Seagate 10TB helium-filled hard drives pricing and release information for has not been revealed yet, while some estimate to have an expected retail price of $800.

After a slow initial response to Western Digital subsidiary HGST’s efforts at creating helium-filled drives, Seagate has finally decided to join others. Western Digital/HGST have had helium-filled drives on the market since 2013.

Seagate 10TB Helium-Filled Hard Drive

We do know that the drive uses Seagate’s own PowerChoice tech for power conservation, but do not know just how much power is used by the hardware. It should be noted that while HGST was eager to announce their hermetically sealed helium-filled hard drives, Seagate wasn’t nearly as detailed in the press release published on its website. The first helium-filled Seagate’s 10TB hard drive complete with seven platters, the same as in the 10TB drive from HGST, as well as 14 total heads! So far it’s not clear how fast the spindle is going to run, likely 7200RPM?

seagate 10TB design

The Mean Time Between Failure, or MTBF rate is 2.5 million hours for Seagate, a considerable improvement over the company’s drives absent helium, is again the same as HGST’s helium-filled drives.

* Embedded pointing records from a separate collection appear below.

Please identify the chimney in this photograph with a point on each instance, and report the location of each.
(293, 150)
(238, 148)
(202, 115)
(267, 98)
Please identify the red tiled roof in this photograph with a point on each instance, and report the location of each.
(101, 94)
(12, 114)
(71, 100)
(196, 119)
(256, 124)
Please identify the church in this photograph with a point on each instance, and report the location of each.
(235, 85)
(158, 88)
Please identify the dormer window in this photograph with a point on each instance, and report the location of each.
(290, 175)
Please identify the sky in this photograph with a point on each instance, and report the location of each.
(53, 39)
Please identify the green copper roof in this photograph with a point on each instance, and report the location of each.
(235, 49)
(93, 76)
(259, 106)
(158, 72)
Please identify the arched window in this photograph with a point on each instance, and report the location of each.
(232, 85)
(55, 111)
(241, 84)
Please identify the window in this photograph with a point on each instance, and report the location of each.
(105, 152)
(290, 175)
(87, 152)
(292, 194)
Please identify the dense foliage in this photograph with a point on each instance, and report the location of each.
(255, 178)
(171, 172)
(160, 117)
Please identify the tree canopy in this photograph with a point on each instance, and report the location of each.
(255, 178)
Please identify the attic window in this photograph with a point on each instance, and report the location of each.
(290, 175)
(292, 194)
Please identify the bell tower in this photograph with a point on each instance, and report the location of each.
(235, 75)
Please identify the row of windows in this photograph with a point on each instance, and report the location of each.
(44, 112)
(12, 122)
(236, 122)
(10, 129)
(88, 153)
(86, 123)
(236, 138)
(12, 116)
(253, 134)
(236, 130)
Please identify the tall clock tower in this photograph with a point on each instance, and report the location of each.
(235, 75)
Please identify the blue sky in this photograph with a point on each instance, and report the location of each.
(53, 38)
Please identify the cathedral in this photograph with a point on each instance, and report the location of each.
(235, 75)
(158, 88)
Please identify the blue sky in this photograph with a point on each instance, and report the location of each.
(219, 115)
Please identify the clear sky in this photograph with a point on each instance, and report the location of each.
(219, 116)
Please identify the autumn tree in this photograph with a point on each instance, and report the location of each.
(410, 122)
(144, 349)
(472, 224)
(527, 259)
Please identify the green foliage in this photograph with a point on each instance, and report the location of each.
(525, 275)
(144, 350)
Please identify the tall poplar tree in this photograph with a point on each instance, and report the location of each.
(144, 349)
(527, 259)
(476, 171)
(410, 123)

The biggest surprise is that Seagate’s 10TB hard drive is expected to use perpendicular magnetic recording (PMR) as opposed to shingled magnetic recording (SMR). In the past, SMR integration let Seagate keep up with HGST in capacity, compromising on performance and longevity while cashing on data recovery.

Over the years the drive manufacturers, began to realize that because helium isn’t as thick as air the drag will drop and they will be able to squeeze seven, instead of six, full platters into their standard 3.5-inch drives without any kind of concession in performance.

The future

This new line of hard drives comes with no surprise as the 2015th Magnetism and Magnetic Materials (MMM) Conference, organized by the IEEE Magnetics Society and the American Physical Society in Las Vegas 2015 did show how hard drives are going to increase the capacity this is another step in that direction.